Using Offer Price Range rather than Fixed Price In Land Offer Letters

  • LIM

    For land investing, anyone using a calculated offer range strategy in their mailings rather than a fixed offer price that would be willing to share some best practices or tips?

  • LIM

    Rob Cassam I'll drop this little tidbit here from the course since it seems relevant to what you're asking.

    Depending on what I determine a property's market value to be, I'll adjust my offers up or down as a percentage of what I think it's worth.

    As this sliding scale implies, I'm willing to offer a higher percentage of market value as the market value increases. If the seller appears to be highly motivated or apathetic about their property, then my offer will be on the lower end of the range I've set for myself. If I think they'll need a higher offer, then I'll lean towards the higher end (but I rarely exceed it).

    sliding scale.png

    Now, keep in mind, I'm more on the conservative side of most land investors I know. I know plenty of people in more competitive markets who will offer upwards of 40% - 50% on some properties, but that's not something I'm willing to do unless it's a unique situation and I'm VERY confident about it's value and that the property will sell quickly.

    This offer-to-value range isn't a set of rules you need to live by (feel free to create something similar for yourself with different numbers based on the market where you're working... if it's a high-demand market where properties sell quickly, it could easily make sense to offer more).

    Nevertheless, the idea is, if I ever have any doubt about what my offer price should be, this gives me some clear instructions on what to do (and I keep my number on the lower end of the spectrum if I'm not very confident about the property's value).

    In some markets with more competition or a higher demand for vacant land, it may make sense to go higher (or maybe even lower) than what this scale suggests.

  • LIM

    Rob Cassam I have thought about the same thing. Since every property is different, a specific dollar amount restricts potential opportunities.

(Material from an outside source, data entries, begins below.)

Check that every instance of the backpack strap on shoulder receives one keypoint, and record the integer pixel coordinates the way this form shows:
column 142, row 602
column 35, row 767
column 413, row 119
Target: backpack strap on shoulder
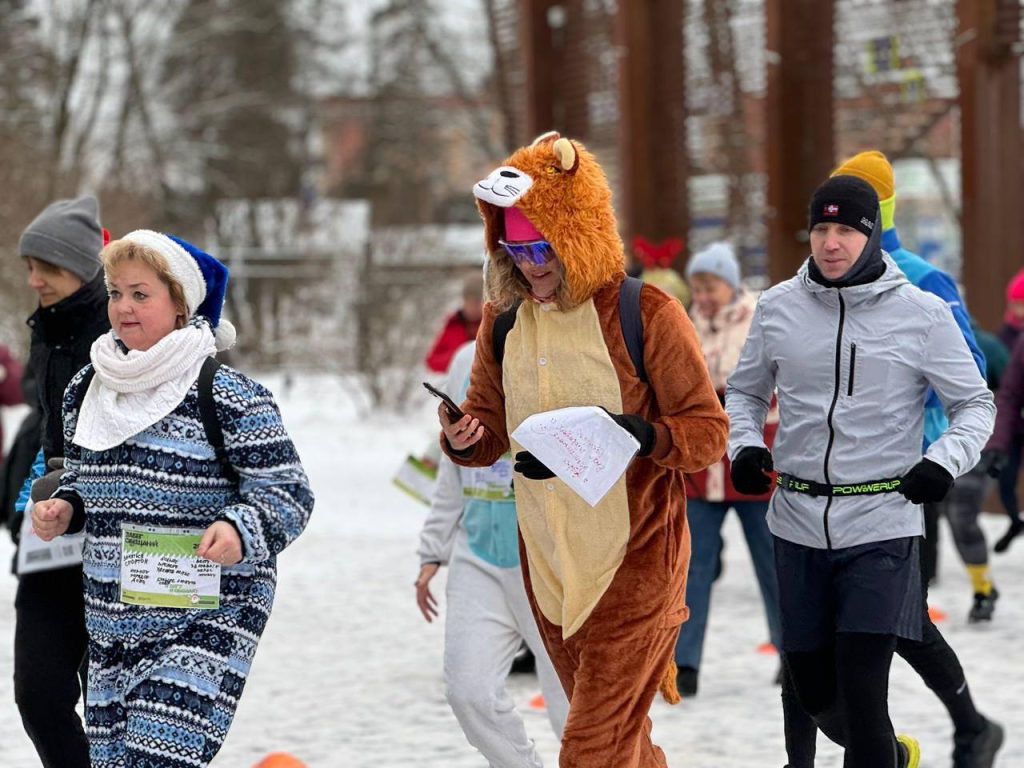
column 503, row 324
column 632, row 323
column 208, row 413
column 84, row 387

I see an advantage to putting an offer range in a letter, rather than an exact dollar amount or blind offer.

    The letter would state something like: Based on my review of your property's information in the County's database and the market trends in this area, I am willing to offer you between $3,466 and $6,932. If an offer within this price range interests you, please reach out to me or complete the form on our website to provide additional property information. With additional information, we will determine our exact offer amount for you.

    This gives the letter's recipient an understanding of about how much you'd be willing to offer. You will likely get a lot more calls (opportunities) than if you were to offer an exact amount, yet it still eliminates all of the callers expecting more than your offer range. It seems like a good middle ground between neutral postcards and blind offers.

  • LIM

    Tyler Doughty Thats exactly what I was thinking. I have no problem returning calls and having conversations. Most people avoid that. I guess you would have to play with the bracketing depending upon the area, comps etc.

  • LIM

    Tyler Doughty it would be interesting to see where the conversations go when offering a range like this. It seems like most people would just fixate on the higher number and assume that's what they're going to get.

    And what if you eventually find out that you need to offer even less than the lowest amount?

    Seems like there's a good reason to give it a try, but I wonder if it might backfire in some cases.

  • LIM

    Charlotte Irwin Yeah I agree, those are good points. I haven't done this myself, and I'd be curious to know if anyone out there in the forum has played with this strategy.

    Actually, all I have done so far is neutral letters, and I get a lot of calls from people wanting market value. The "range method" eliminates these calls, at least. The range would be something like 20-40% of market value.

    Regarding your comment about needing to offer even less than the lowest amount... what if the opposite is the case? What if the higher end of the range still has a really good return? That land owner may not have called if they only received a blind offer equal to 20% of the estimated MV. I think the letter would require language similar to a blind offer, stating nothing is firm until after we complete a detailed review of the property.

  • LIM

    Tyler Doughty said:

    Regarding your comment about needing to offer even less than the lowest amount... what if the opposite is the case? What if the higher end of the range still has a really good return? That land owner may not have called if they only received a blind offer equal to 20% of the estimated MV. I think the letter would require language similar to a blind offer, stating nothing is firm until after we complete a detailed review of the property.

    Totally valid point. I suppose either perspective is pure speculation, and both could be accurate, depending on who the seller is and where they're coming from.

    I guess the only way to know for sure would be to send out 50,000 mailers to get a good read on the situation. 🙂 You go first!


  • Seth Williams I did use your offer calculator/ due diligence spread sheet for a while when I started. I do have a bit of a sliding scale, but in today's deals I wouldn't be buying very many with your numbers!

  • LIM

    Jason Wollbrink the percentages could definitely be adjusted, depending on the market and the appetite of the investor… but like I said, I’m pretty stubborn with low offers. Sometimes it’s to my detriment (I walk away from a lot of okay opportunities), but I’m also at the stage where I can afford to wait around for the more exciting ones.

    I don’t recall which states you’re working in these days, but you’re more than welcome to share what your sliding scale looks like. Mine is by no means the gold standard. It wouldn’t hurt to get some more perspectives on what offer ranges are working others out there. The more the merrier!